A loro un criterio di giudizio l’ha dato la Cassazione: «È sufficiente – si legge nella sentenza 3147 del 1998 – che l’agente abbia posto in essere, volontariamente e consapevolmente, un qualsiasi comportamento che abbia reso più agevole la realizzazione del suicidio ». È quanto fatto da Cappato? Sembra proprio di sì, visto che è stato egli stesso ad autodenunciarsi. Ma quand’anche i giudici rispondessero “no” dovrebbero motivare il verdetto su circostanze di quell’episodio specifico.

Compito delle magistrature territoriali, come già ricordato, è infatti quello di analizzare un caso concreto alla luce delle norme in vigore. Non “crearne” di inesistenti, o disapplicarne di esistenti. Ma ecco che la Coscioni va oltre, e, cercando di delegittimare l’articolo 580 del Codice penale, riporta telegraficamente e in grassetto il parere “orientato” di alcuni giuristi. «Norma su assistenza al suicidio illegittima», dice Marilisa D’Amico (costituzionalista). Ma, cercando nell'approfondimento in calce al testo le ragioni che fondano l’affermazione, si trovano solo indicazioni sugli organi a cui rivolgersi per tentare di far valere questo preteso “diritto a morire”.

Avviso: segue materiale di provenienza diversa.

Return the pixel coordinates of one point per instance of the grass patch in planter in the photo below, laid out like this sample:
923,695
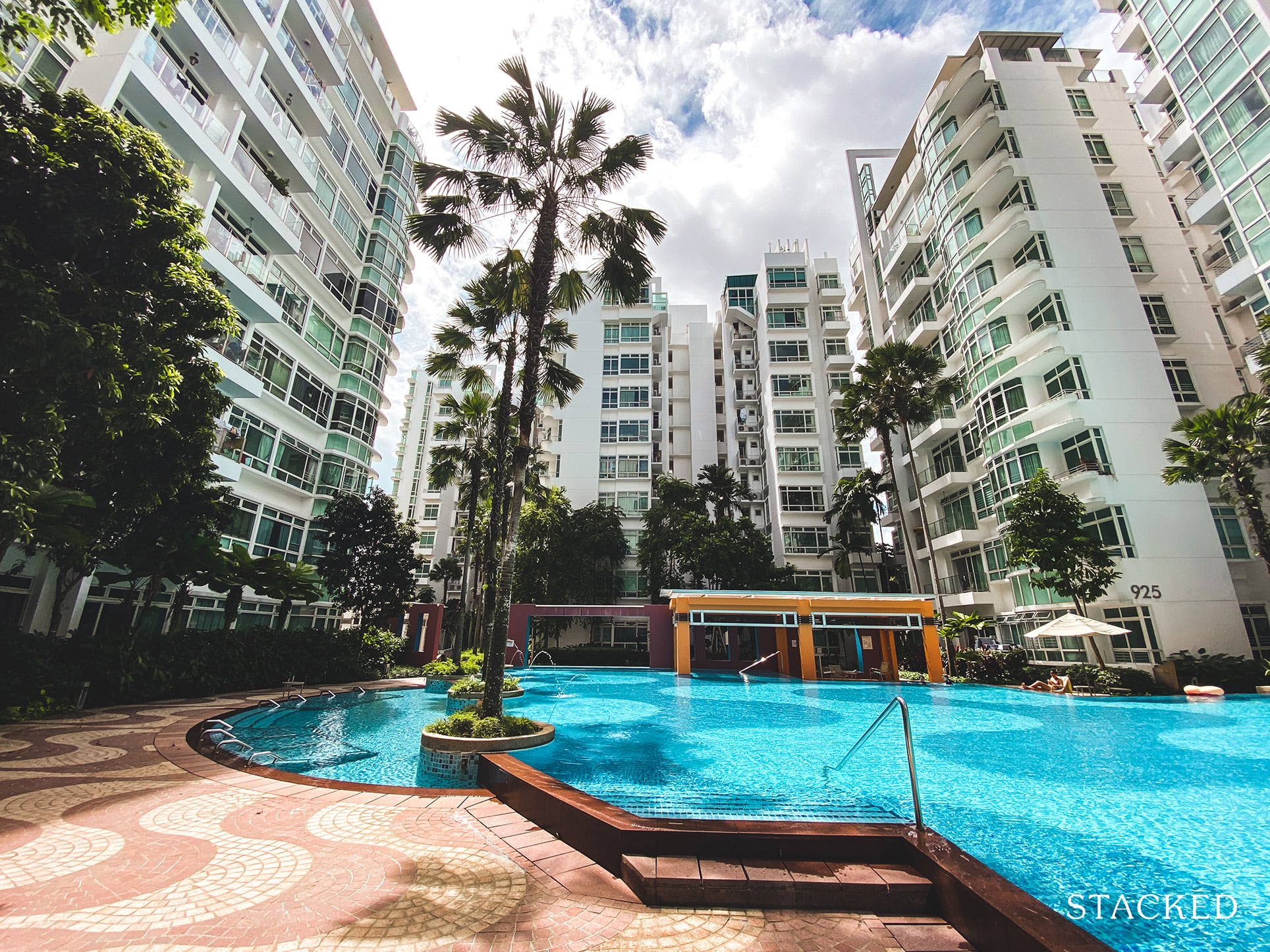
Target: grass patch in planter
469,722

«La persona può disporre della propria vita», afferma nel comunicato Gian Giacomo Pisotti (Corte appello Tribunale Cagliari). Ma la sua frase attinge a un’ordinanza di un tribunale (quello di Cagliari, che acconsentì alla morte di Walter Piludu): dunque di un organo che, come ricordato, avrebbe dovuto limitarsi a decidere su casi concreti, e non a fornire principi di diritto astrattamente applicabili ad altre situazioni. «Complesso normativo italiano in conflitto», denuncia Vladimiro Zagrebelsky (“Corte europea diritti umani”). Ma proprio la stessa Cedu, con sentenza 2346 del 29 aprile 2002, ha chiarito che l’articolo 2, titolato 'Diritto alla vita', «non può essere interpretato nel senso che esso tuteli anche l’aspetto negativo di tale diritto, inteso come diritto di morire ovvero come facoltà dell’individuo di autodeterminarsi alla morte». Alla luce di tutto ciò, appare dunque evidente che Cappato dovrà essere giudicato su una norma – il reato di aiuto nel suicidio – vigente (in Italia) e legittima (per l’Europa).